Man who stole $1.4M to pay online romance scam gets prison
PITTSBURGH – A man who stole more than $1.4 million from two Pittsburgh-area companies and lost most of it in an overseas online romance scam was sentenced Thursday to two years in federal prison.
Jeffrey Plimpton, 59, pleaded guilty in August to wire fraud for stealing the money from Alpha Aromatics, a fragrance business, and Pestco Professional Services, an Alpha subsidiary. As Alpha’s controller, he oversaw the finances of both companies.
Plimpton had begun stealing about $80,000 to pay his mortgage and credit card bills when he met someone online he believed to be a woman, public defender Linda Cohn said. He was conned into sending money overseas, supposedly as an investment in a business venture that he believed would earn money he could use to repay Alpha, she said.
The bulk of the money he stole – about $1.39 million – was lost in the online romance scheme, Assistant U.S. Attorney Shardul Desai said.
“It’s something beyond naive,” Cohn told U.S. District Judge Nora Barry Fischer. Still, Cohn said Plimpton was easy prey after his wife of more than 25 years divorced him. Plimpton’s ex-wife accompanied two friends of Plimpton’s to the sentencing, but she didn’t address the court.
Desai wanted Plimpton to get 33 to 41 months in prison in accordance with federal guidelines driven largely by the amount of money stolen. Cohn sought a probation sentence, saying the longer Plimpton is free the more time he’ll have to work and repay the money.
“Mr. Plimpton fully acknowledges what he did was illegal, and he’s ashamed,” Cohn told the judge. “He is willing to and wants to pay this restitution back.”
One of Alpha’s insurers has covered more than $465,000 of the amount stolen. A second insurer notified the court Thursday that another $300,000 might be covered as well. That won’t matter to Plimpton, who’s on the hook to repay the entire amount, though some money will now go to the insurance companies. He’s already repaid $50,000 by selling his house.
The thefts were discovered in an internal accounting review last December. Plimpton was fired, and he confessed to company officials and, eventually, the FBI, that he took the money, Desai said.
Plimpton, who has since moved to Southaven, Miss., honestly believed the overseas money was to be invested by a woman he met online, Cohn said. As such, she argued Plimpton benefited from only the small fraction of money he stole to pay his bills.

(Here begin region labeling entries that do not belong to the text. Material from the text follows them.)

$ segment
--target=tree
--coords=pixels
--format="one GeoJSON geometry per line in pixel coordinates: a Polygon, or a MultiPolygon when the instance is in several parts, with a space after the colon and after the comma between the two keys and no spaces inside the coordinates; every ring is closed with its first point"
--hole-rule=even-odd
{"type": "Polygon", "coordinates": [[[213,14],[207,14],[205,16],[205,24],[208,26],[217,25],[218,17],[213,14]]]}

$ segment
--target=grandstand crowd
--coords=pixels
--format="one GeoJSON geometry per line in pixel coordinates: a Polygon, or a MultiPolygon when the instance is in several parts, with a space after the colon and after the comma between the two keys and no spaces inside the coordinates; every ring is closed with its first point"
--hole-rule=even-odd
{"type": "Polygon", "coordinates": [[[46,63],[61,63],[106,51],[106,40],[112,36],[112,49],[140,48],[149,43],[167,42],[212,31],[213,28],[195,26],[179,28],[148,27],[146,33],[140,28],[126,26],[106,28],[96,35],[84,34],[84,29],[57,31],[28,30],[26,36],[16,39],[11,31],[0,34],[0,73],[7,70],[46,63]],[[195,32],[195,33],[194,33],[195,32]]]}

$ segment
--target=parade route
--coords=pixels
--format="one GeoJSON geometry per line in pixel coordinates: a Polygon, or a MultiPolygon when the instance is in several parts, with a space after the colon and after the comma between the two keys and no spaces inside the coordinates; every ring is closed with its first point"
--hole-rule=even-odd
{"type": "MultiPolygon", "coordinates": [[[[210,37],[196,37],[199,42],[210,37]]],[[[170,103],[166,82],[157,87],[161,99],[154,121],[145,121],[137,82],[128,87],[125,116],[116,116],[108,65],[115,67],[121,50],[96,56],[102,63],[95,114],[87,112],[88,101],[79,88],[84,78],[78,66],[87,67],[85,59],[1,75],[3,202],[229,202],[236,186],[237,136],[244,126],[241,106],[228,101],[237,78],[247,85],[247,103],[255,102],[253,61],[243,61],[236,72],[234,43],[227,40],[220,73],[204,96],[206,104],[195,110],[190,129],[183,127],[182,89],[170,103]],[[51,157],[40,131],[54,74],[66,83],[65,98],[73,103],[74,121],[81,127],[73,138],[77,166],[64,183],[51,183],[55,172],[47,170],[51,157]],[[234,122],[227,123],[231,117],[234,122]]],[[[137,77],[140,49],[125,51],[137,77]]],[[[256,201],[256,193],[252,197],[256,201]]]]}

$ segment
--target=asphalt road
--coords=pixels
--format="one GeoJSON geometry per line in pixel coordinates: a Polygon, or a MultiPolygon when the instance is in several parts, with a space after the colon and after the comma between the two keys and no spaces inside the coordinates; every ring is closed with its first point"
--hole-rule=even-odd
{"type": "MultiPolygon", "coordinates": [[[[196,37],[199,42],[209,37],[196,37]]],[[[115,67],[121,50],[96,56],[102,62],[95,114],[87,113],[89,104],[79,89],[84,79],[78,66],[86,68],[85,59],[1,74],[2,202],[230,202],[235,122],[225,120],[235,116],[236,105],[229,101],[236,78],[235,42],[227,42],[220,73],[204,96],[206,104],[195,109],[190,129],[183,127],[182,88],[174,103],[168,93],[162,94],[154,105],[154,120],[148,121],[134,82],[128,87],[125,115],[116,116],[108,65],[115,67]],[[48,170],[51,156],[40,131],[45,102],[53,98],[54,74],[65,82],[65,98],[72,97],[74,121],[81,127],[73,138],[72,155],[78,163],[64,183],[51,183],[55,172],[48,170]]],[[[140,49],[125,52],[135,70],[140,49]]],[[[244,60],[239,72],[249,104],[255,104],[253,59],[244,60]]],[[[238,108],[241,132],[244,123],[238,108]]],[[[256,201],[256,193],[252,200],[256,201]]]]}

“He’s still different than someone who takes the money and buys cars and buys houses with this money,” she argued.
But Desai noted, and Fischer agreed, that money Plimpton stole due to the online romance – as fraudulent and misbegotten as it may have been – was still meant to benefit him, if only by wooing the “woman” he believed he’d met online.
Plimpton offered to help federal authorities track down that person, but authorities told him that would be next to impossible, Cohn said. Some of the money was wired to Malaysia, and authorities haven’t been able to trace it.